A chatML interface integrated with RAG, Web search and more for LLMs and VLMs. Simply plugin your v1 endpoint from OpenAI, Google AI Studio, Ollama, vLLM or any OpenAI compatible endpoint.
Don't have enough resources? No worries, choose from serveral models in the drop down, and run LLMs in your browser locally!
Install vllm, fastapi, uvicorn, and ngrok (optional, you can also use any other reverse proxy).

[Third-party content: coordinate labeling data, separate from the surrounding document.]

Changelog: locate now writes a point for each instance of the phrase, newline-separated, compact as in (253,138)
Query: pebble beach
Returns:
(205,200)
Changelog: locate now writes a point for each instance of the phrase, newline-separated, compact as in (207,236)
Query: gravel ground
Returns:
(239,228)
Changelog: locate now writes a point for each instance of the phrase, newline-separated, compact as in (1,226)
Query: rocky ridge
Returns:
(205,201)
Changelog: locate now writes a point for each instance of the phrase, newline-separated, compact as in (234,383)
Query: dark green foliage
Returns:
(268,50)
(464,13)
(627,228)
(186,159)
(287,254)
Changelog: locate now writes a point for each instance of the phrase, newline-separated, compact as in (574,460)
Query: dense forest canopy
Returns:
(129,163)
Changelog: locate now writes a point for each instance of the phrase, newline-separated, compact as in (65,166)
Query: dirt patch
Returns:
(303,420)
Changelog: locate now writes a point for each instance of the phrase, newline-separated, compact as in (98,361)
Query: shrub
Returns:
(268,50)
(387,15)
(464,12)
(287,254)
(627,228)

pip install -r requirements.txt
Terminal 1
uvicorn app.main:app --host 0.0.0.0 --port 3000
Tested Models on vLLM Server (RTX 3080 Ti, 12 GB)
Confused with hosting LLMs locally or from remote instance? Checkout this article on Self hosting LLMs using Various Serving Engines .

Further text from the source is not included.